Yield divergence post NFP favors the Greenback
The US Bureau of Labor Statistics released that employment in the US measured by the Nonfarm payrolls (NFP) increased by 339k, way above the consensus of 190k. The Bureau stated that job gains were seen across various sectors, with notable increases in professional and business services and government employment. Other figures show that the Unemployment rate picked up to 3.7% in the same period of time vs the 3.5% expected while wage inflation measured by the Average Hourly Earnings, came in at 4.3% YoY vs the 4.4% expected.

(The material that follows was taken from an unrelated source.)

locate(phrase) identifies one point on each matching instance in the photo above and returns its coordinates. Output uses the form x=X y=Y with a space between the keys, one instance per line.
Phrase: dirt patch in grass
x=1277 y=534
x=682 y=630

In that sense, while signs of slowing labor demand have emerged, the strong employment growth and persistent inflation are pressuring the Fed to consider further rate hikes which fueled an increase of the US bond yields. The US bond yields experienced an increase as a result of strong employment growth and persistent inflation, putting pressure on the Federal Reserve to consider raising interest rates. The 10-year bond yield in the US increased by 1%, reaching 3.67%. Additionally, the 2-year yield in the US rose by 1.98% to stand at 4.47%, while the 5-year yield increased by 1.29% to reach 3.79% and the increase of the US rates seem to be attracting foreign investors and hence supporting the US Dollar.
However, the CME FedWatch tool suggests that markets still discount higher odds of a no hike by the Fed in the June 13-14 meeting, while the probabilities of a 25 basis point (bps) hike increased slightly to 30%.
In contrast, Japanese bond yields declined. The 10-year yield decreased by 1.68% to 0.41%, while the 2-year yield fell by 9.7% to stand at -0.07%. Furthermore, the 5-year yield in Japan experienced an 8.78% decrease, reaching 0.07% and applied further pressure on the Yen..
Levels to watch
According to the daily chart, the USD/JPY holds a bullish outlook for the short term as the Relative Strength Index (RSI) and Moving Average Convergence Divergence (MACD) both suggest that the buyers are in control while the pair trades above its main moving averages. The 4-hour chart also suggests bulls dominance as the mentioned indicators jumped from negative territory to positive zone.
The 140.00 level is key for USD/JPY to gain further traction. If cleared, we could see a more pronounced move towards the 140.50 zone and the psychological mark at 141.00. On the other hand, immediate support for USD/JPY is seen at the 138.90 zone level, followed by the 138.50 level and the psychological mark at 138.00.